The Fair Work Commission has refused to play nurse to a group of employees calling in sick, saying taking multiple sick leave absences constitutes covert industrial action. And since there was already protected industrial action taking place, the coordinated ‘sick leave’ was unprotected action, so had to cease.
The company and the employees were involved in negotiations for an agreement and the employees had gone through the proper processes to establish overtime bans and some other actions that were part of the protected action plan.
However, they ramped up their action by taking personal leave, even producing doctors’ certificates and statutory declarations to support their leave claims, in large numbers, at the same time. Management realised what was happening and applied to have this stop.

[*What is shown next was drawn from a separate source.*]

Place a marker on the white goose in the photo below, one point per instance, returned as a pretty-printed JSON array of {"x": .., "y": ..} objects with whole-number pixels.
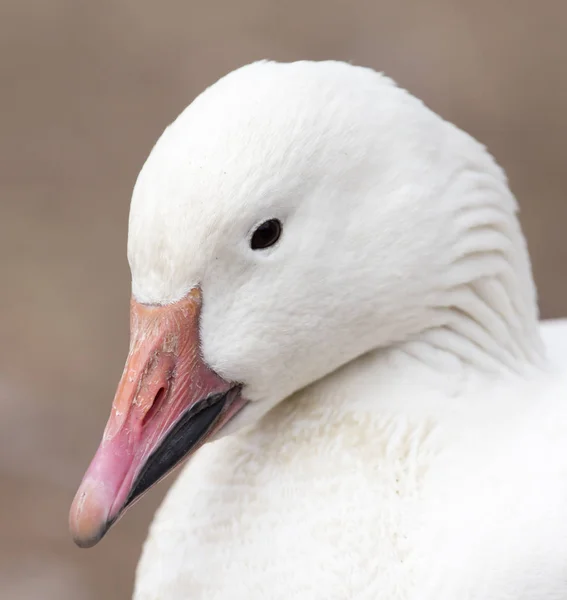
[{"x": 333, "y": 280}]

The FWC accepted the company had demonstrated its claims by showing typical pattens of sick leave versus what had been recently occurring. The change was dramatic and without satisfactory explanation from the employees, or their union. The FWC formed the same view as management, calling out the absences as industrial action.
In a frank warning to employees, the FWC said: “The (employees) had an adequate opportunity to provide evidence as to the cause and purpose of their absences. That they may have provided medical certificates or statutory declarations in support of their absences does not alter the character of the action taken. If it is the case that the (employees) were told nothing could be done if they had a medical certificate to cover their absences then they were misinformed.”.
The FWC cited earlier Commission decisions which traversed the same territory, finding coordinated sick leave and other similar actions which result in the limitation on, or delay in, the performance of work in the normal manner, to be industrial action. Of particular interest in this matter is the regard paid by the FWC to the doctors’ certificates and statutory declarations. In issuing the Order to stop the action, the FWC concluded “it is now abundantly clear to employees that the provision of a certificate or other evidence is not enough to shield them from the provisions of the FW Act”.